L’immigration vers la Lorraine et l’apparition des Amish.

Durant les persécutions des XVIe et XVIIe siècles, les Taufer fuient dans deux directions : vers la Bohême et la Slovaquie (origine du mouvement Huttérites) et vers le sud de l’Allemagne et l’Alsace. Strasbourg est d’ailleurs à cette époque une véritable plaque tournante pour de nombreux groupes religieux radicaux. Dès la fin du XVIe siècle, certains ont sans doute passé les cols pour gagner les vallées vosgiennes. Le mouvement s’intensifie après la guerre de Trente ans notamment autour de Sainte-Marie-aux-Mines. Dans les Hautes Vosges, les mennonites mettent ainsi en valeur les chaumes ingrates de Bourg-Bruche, de Schirmeck ou du Hang.
C’est là que, Jakob Amman, un Ancien natif de Suisse, est à l’origine d’un schisme en 1693. Le mot Amish signifie d’ailleurs « Amman Ish » ou parti d’Amman. Isolé dans un monde nouveau pour eux, coupés de leurs bases suisses, les frères qui suivent Amman ont peur d’attiédir leur foi et ils prônent donc un mode de vie sévère, autant que possible en rupture avec celui des « gentils ». Or, la plupart des communautés vosgiennes et alsaciennes décident de le suivre et en voulant les chasser de ses terres, en 1711, Louis XIV va amplifier leur déplacement vers l’intérieur, en direction de la Lorraine et de principautés accueillantes comme Salm ou Montbéliard. Plus tard, Choiseul donnera l’instruction de les ignorer, donc de ne pas appliquer la législation royale, ce qui revient à une imposer une tolérance de fait. En effet, les anabaptistes sont très appréciés pour leurs qualités d’éleveurs et d’agriculteurs même par des évêques dont ils sont parfois les fermiers.

UN FRONT PIONNIER VERS L’OUEST ET L’ARRIVEE EN MEUSE.
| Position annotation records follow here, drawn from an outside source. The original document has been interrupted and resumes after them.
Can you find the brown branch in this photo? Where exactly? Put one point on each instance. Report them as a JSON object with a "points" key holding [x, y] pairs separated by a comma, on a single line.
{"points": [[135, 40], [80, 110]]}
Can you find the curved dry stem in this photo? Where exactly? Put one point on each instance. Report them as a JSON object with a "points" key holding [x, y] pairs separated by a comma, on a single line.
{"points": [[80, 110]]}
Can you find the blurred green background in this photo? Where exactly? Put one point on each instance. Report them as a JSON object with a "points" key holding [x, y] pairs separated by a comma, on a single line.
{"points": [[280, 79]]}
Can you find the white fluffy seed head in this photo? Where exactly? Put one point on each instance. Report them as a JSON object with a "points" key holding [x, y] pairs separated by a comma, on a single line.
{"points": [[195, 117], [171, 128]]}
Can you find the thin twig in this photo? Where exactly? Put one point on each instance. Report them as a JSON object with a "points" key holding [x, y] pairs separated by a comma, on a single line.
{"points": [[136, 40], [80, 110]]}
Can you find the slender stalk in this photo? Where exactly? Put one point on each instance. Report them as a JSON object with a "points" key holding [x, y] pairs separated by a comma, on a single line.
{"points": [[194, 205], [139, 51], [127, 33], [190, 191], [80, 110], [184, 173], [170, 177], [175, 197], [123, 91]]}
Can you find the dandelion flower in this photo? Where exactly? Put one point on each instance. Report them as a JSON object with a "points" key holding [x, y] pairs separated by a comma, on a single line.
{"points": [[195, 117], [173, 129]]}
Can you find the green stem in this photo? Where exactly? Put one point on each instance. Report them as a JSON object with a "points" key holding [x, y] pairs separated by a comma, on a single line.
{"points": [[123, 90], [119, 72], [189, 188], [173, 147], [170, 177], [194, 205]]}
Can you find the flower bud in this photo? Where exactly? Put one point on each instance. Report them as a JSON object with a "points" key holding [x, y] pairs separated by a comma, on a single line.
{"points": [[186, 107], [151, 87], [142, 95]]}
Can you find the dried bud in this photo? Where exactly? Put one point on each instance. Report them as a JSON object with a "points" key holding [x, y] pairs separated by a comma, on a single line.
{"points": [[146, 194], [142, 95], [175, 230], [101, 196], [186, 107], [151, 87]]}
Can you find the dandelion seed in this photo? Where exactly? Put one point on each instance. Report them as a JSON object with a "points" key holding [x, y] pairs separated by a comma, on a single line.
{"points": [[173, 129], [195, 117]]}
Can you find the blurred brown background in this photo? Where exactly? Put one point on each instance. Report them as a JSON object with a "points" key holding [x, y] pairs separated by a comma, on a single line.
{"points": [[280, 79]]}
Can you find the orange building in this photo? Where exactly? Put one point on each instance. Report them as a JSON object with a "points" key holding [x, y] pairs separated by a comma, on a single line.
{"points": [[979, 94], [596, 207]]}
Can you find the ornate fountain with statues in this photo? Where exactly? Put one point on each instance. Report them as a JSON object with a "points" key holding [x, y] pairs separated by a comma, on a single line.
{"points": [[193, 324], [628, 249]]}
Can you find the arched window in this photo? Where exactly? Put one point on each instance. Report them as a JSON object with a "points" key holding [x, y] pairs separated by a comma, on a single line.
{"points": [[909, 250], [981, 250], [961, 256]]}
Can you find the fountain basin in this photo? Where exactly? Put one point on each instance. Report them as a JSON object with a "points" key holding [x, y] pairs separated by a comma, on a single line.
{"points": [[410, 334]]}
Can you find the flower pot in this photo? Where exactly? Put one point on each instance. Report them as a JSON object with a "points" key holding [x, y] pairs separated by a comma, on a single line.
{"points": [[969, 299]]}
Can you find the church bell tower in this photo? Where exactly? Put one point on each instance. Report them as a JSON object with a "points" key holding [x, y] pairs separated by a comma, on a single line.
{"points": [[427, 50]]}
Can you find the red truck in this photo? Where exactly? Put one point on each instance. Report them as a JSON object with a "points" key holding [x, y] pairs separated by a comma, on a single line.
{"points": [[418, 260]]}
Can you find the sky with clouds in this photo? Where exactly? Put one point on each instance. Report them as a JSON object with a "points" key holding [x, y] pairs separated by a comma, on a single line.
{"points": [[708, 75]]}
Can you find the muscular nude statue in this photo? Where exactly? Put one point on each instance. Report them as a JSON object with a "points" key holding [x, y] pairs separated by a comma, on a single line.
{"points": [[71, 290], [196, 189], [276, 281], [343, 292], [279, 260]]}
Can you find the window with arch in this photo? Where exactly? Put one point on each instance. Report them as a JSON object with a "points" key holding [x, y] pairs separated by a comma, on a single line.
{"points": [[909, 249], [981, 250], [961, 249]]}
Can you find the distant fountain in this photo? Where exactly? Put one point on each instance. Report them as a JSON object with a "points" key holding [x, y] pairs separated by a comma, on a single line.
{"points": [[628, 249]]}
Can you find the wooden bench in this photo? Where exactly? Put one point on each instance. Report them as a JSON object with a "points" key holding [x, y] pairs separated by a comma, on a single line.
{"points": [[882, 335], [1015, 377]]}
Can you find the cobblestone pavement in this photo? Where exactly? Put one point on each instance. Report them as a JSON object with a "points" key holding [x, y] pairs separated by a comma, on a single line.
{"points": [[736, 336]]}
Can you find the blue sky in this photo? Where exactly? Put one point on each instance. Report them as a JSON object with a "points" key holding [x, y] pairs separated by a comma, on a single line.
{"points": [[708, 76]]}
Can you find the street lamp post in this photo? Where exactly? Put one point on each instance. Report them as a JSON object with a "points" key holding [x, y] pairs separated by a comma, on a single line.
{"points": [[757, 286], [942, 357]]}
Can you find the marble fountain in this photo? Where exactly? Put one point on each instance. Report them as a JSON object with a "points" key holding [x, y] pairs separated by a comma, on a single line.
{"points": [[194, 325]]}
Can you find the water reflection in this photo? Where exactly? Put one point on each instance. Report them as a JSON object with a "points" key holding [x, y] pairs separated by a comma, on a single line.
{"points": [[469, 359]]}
La Lorraine centrale, le Pays Haut et le nord de la Meuse ont été en grande partie délaissés par les communautés mennonites qui préfèrent le massif vosgien, la Moselle Est, la vieille Meurthe, le Toulois et la Haute Vallée de la Meuse[12]. Le front pionnier qui s’est développé en trois étapes a pris la forme d’un croissant centré au XVIIe siècle sur la tête de pont de Sainte-Marie-aux-Mines. Des individus isolés arrivent dès 1650-1670 dans le pays de Sarrebourg et de Sarreguemines. Une première branche nord gagne l’Est de la Moselle à la fin du XVIIe siècle mais elle ne se structure qu’au XVIIIe. Avec un siècle de décalage, le même phénomène se produit ensuite au sud mais par Saint-Dié, Lunéville, Darney, la Meuse et enfin la Haute-Marne, la progression se faisant en général en remontant les vallées.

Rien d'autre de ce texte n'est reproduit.